Wir wollen die familien- und behindertenpolitische Komponente für alle verbindlich machen. Das Tenure-Track-Programm werden wir verstetigen, ausbauen und attraktiver machen. Wir wollen das Professorinnenprogramm stärken. Wir wollen Geschlechtergerechtigkeit und Vielfalt künftig in allen Förderprogrammen und Institutionen verankern und durchsetzen. Mit einem Bund-Länder-Programm wollen wir Best-Practice-Projekte für 1) alternative Karrieren außerhalb der Professur, 2) Diversity- Management, 3) moderne Governance-, Personal- und Organisationsstrukturen fördern. Standards für Führung und Compliance-Prozesse sind im Wissenschaftssystem noch stärker zu berücksichtigen. (S. 23)
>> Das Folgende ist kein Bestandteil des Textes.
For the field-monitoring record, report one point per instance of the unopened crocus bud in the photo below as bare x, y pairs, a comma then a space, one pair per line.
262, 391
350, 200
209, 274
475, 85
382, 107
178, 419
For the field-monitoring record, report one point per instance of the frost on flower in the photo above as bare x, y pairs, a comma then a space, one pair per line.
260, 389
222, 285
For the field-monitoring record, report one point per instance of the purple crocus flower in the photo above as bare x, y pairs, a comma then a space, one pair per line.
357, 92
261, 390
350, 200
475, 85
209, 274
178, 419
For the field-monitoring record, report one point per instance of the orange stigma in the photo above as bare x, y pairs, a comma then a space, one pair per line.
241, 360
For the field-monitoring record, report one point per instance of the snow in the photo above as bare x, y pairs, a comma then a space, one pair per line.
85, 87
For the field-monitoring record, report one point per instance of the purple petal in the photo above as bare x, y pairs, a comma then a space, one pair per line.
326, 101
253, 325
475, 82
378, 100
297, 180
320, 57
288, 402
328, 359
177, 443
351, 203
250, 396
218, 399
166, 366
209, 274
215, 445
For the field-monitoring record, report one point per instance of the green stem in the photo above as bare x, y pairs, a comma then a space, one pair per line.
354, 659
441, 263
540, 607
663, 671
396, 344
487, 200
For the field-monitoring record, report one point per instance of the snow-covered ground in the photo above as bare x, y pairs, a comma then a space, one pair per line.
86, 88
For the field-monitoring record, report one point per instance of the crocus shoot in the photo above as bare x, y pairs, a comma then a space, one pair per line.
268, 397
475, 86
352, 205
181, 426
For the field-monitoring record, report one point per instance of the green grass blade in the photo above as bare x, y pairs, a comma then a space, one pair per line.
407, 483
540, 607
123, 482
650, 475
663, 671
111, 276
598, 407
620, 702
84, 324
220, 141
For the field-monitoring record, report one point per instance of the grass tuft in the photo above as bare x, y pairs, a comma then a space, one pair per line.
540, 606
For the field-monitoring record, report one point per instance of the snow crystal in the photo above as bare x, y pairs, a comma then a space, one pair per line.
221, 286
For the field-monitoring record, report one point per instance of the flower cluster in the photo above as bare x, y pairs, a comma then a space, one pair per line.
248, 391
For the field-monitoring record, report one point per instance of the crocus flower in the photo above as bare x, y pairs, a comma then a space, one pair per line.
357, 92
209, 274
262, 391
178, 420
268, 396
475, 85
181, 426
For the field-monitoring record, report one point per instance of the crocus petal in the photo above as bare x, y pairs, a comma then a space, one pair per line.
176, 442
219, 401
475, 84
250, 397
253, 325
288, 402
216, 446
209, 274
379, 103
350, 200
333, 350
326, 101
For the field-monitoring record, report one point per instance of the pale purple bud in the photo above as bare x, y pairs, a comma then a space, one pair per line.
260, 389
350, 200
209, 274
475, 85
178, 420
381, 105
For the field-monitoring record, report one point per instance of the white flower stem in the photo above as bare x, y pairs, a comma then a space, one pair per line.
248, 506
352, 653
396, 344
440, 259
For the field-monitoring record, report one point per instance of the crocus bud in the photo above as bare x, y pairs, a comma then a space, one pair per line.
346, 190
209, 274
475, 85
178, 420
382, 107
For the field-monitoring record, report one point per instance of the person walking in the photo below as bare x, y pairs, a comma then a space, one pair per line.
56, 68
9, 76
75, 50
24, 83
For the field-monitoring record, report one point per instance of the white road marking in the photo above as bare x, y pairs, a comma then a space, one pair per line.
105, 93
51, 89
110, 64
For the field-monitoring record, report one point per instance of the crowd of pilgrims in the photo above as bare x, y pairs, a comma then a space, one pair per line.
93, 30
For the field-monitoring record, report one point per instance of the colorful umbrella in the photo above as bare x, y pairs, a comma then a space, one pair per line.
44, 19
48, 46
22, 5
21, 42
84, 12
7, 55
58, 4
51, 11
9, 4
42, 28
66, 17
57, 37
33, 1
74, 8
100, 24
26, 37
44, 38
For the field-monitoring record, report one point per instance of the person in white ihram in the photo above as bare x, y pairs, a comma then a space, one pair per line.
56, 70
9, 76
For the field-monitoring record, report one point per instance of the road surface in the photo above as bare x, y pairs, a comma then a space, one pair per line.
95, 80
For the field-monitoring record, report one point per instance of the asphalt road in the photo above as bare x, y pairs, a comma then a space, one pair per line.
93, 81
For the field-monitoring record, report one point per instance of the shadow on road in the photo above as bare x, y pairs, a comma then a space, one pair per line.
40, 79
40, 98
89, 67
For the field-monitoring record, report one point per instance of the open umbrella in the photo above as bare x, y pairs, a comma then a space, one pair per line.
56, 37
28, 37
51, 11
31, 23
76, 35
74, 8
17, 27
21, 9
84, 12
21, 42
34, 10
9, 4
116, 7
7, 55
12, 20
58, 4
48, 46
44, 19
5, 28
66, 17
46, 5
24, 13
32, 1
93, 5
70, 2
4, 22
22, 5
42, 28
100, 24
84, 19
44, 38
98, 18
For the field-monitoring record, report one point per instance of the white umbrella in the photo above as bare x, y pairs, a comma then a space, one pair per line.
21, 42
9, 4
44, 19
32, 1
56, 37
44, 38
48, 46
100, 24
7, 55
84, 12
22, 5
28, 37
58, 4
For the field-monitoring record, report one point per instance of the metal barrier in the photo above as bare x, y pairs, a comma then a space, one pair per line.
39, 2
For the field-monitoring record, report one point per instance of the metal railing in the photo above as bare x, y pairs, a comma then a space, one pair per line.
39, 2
Der Tagesspiegel hebt auf die Refiorm des Bafög ab, das elternunabhängiger werden soll und auch für die Förderung der beruflichen Weiterbildung (S. 93; 97) ausgebaut werden soll.  So heisst es auch:

Für die wissenschaftliche Weiterbildung neben der grundständigen Lehre schaffen wir einen Rahmen, innerhalb dessen wir die Einführung von Micro-Degrees prüfen. (S. 22)

In der Lehre wird vor allem die Digitalisierung wie auch die Qualitätssicherung der Promotionen benannt:
Mit einem Bundesprogramm „Digitale Hochschule“ fördern wir in der Breite Konzepte für den Ausbau innovativer Lehre, Qualifizierungsmaßnahmen, digitale Infrastrukturen und Cybersicherheit. (S. 22)

Wir tragen für eine verbesserte Qualitätssicherung der Promotion Sorge. (S. 23)

 

Fazit

Im Vergleich zum Koalitionsvertrag der Großen Koalition von 2013 findet sich eigentlich - abgesehen von der Thematik des Kolonialen Erbes -  kaum etwas substanziell Neues, wohl aber das Versprechen einiger Korrekturen und Nachbesserungen in  der Wissenschaftspolitik, auf die das Motto des Koalitionsvertrags "Mehr Fortschritt wagen" insgesamt eher nicht zutrifft.
Die Förderung der Wissenschaft als wirtschaftlicher Innovationsfaktor ist sicher ein politisch sinnvoller Schritt, aber die Rolle der Geistes- und Kulturwissenschaften für eine demokratische und rationale - und damit auch innovationsfähige - Gesellschaft wurde wieder nicht bedacht.
 


Interne Links

Beobachtungen zu Koalitionsverträgen auf Archaeologik:

Link

 
 
 
 

1 Kommentar:

László Simon-Nanko hat gesagt…

Lieber Rainer,

danke für die gute Zusammenstellung. Ein Hinweis zu Open Access:

Auf Seite 16 ist mit Open Access der Zugang von Dienstleistern zur digitalen Infrastruktur (zB GLasfasernetz) gemeint.
Auf Seite 17 ist mit Open Data die freie Verfügbarkeit von Behördendaten durch die Bevölkerung zur Kontrolle der Behörden gemeint.

LEdiglich Seite 21 sagt etwas über das Thema, wobei ich finde, dass wenig Konkretes zu "Open Access" gesagt wird und mir auch nicht klar wird, ob nicht eher "Open Data" an Forschungsdaten gemeint ist (im Vergleich zum Kontext).
Ob der versprochene Standard "der" oder "ein" Standard werden soll erschließt sich nicht.